500 bin Suriyeli geri dönüş yaptı
Cumhurbaşkanımızın ifade ettiği gibi, “Sadece mazlumların canlarını ve onurlarını kurtarmak için kapılarımızı açmakla kalmadık, onların yeniden evlerine dönüşü için de her türlü gayreti gösterdik, gösteriyoruz. Türkiye’nin Suriye’de derinleşen insani trajedi karşısında sınır ötesi harekatlarını başlattığı 2016 yılından bugüne kadar oluşturduğu güvenli bölgelere yaklaşık 500 bin Suriyeli geri dönüş yapmıştır. Göçü sınır ötesinde tutmaya yönelik stratejimizi, gönüllü geri dönüşleri teşvik edecek projelerle destekliyoruz...”

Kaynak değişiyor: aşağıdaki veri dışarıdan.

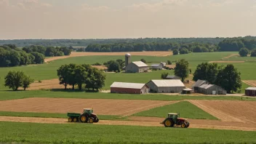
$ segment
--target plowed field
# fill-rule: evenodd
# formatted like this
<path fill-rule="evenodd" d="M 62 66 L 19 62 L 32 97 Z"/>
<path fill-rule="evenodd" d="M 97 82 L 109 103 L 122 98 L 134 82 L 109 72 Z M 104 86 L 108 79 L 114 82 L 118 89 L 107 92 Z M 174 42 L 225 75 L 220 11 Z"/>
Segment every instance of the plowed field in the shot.
<path fill-rule="evenodd" d="M 93 56 L 93 55 L 124 55 L 129 53 L 132 55 L 145 55 L 145 56 L 158 56 L 165 57 L 172 55 L 172 52 L 71 52 L 68 56 L 53 57 L 46 58 L 45 62 L 50 62 L 55 60 L 68 58 L 71 57 L 83 57 L 83 56 Z"/>
<path fill-rule="evenodd" d="M 86 94 L 84 94 L 86 95 Z M 74 98 L 25 98 L 0 101 L 1 111 L 81 113 L 83 108 L 93 108 L 99 115 L 129 116 L 175 101 L 102 100 Z"/>
<path fill-rule="evenodd" d="M 256 102 L 188 100 L 222 121 L 256 123 Z"/>

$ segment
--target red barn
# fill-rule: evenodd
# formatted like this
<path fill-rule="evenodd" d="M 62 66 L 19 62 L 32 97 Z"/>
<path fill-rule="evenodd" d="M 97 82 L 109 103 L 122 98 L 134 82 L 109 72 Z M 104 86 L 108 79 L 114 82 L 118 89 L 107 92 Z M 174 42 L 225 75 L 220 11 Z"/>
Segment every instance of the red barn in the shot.
<path fill-rule="evenodd" d="M 148 92 L 149 88 L 145 84 L 113 82 L 111 86 L 111 93 L 145 94 Z"/>

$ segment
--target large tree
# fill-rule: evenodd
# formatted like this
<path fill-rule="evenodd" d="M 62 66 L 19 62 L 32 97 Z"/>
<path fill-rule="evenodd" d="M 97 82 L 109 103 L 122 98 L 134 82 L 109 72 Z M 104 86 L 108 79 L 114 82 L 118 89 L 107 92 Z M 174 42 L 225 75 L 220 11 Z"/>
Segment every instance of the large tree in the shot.
<path fill-rule="evenodd" d="M 197 65 L 193 73 L 193 80 L 206 80 L 211 84 L 215 83 L 218 73 L 217 63 L 202 63 Z"/>
<path fill-rule="evenodd" d="M 245 47 L 241 48 L 239 51 L 240 57 L 247 57 L 248 54 L 249 54 L 249 50 Z"/>
<path fill-rule="evenodd" d="M 181 59 L 176 62 L 176 67 L 175 68 L 175 74 L 181 78 L 181 81 L 183 82 L 185 79 L 189 75 L 188 69 L 189 63 L 187 60 Z"/>
<path fill-rule="evenodd" d="M 215 84 L 225 89 L 228 93 L 237 92 L 241 88 L 241 73 L 231 64 L 221 68 L 217 75 Z"/>
<path fill-rule="evenodd" d="M 9 71 L 4 78 L 4 86 L 16 91 L 20 87 L 23 87 L 24 76 L 25 74 L 23 71 Z"/>

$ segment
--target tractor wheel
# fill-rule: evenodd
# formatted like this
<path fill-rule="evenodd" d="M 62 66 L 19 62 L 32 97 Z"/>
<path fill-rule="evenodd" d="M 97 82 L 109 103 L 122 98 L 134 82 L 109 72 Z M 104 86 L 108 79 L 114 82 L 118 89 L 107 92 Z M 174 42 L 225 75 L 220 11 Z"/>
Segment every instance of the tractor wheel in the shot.
<path fill-rule="evenodd" d="M 185 124 L 185 123 L 184 123 L 184 122 L 181 123 L 180 126 L 181 126 L 182 128 L 186 128 L 187 127 L 187 124 Z"/>
<path fill-rule="evenodd" d="M 171 127 L 172 125 L 173 125 L 172 121 L 169 119 L 166 119 L 164 123 L 164 127 Z"/>
<path fill-rule="evenodd" d="M 93 121 L 95 121 L 95 119 L 93 118 L 89 118 L 89 123 L 93 123 Z"/>
<path fill-rule="evenodd" d="M 72 122 L 72 121 L 73 121 L 72 118 L 69 117 L 69 118 L 68 118 L 68 122 Z"/>
<path fill-rule="evenodd" d="M 80 121 L 82 123 L 85 123 L 87 122 L 87 117 L 84 115 L 81 115 L 79 118 Z"/>
<path fill-rule="evenodd" d="M 73 121 L 74 121 L 74 122 L 77 122 L 77 118 L 73 118 Z"/>

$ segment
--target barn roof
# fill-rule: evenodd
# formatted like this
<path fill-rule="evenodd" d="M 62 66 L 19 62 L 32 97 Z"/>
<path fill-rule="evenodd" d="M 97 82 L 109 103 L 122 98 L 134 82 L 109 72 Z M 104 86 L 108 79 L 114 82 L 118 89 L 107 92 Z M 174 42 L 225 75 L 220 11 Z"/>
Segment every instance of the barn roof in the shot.
<path fill-rule="evenodd" d="M 128 83 L 128 82 L 113 82 L 111 87 L 127 88 L 127 89 L 142 89 L 145 84 Z"/>
<path fill-rule="evenodd" d="M 185 87 L 180 79 L 151 80 L 158 87 Z"/>
<path fill-rule="evenodd" d="M 246 90 L 256 90 L 256 87 L 248 87 Z"/>
<path fill-rule="evenodd" d="M 142 61 L 132 62 L 132 63 L 136 65 L 137 67 L 145 67 L 145 66 L 148 66 L 147 64 L 144 63 Z"/>
<path fill-rule="evenodd" d="M 204 84 L 204 83 L 207 82 L 206 81 L 204 80 L 197 80 L 196 82 L 193 85 L 193 87 L 199 87 L 200 86 L 201 86 L 202 84 Z"/>

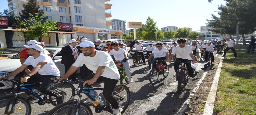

"Türkiye, bu zihniyete geçit vermeyecek"
Türkiye’yi sömürgeci ülkelerde gerçekleşen ve ırkçı şiddete dayanan köklü sebepleri olan hadiseler üzerinden değerlendirmeye çalışanlar, Avrupa’daki faşistlerle aynı düzlemde durmaktadır. Türkiye güven içinde yoluna devam ederek bu zihniyete geçit vermeyecektir.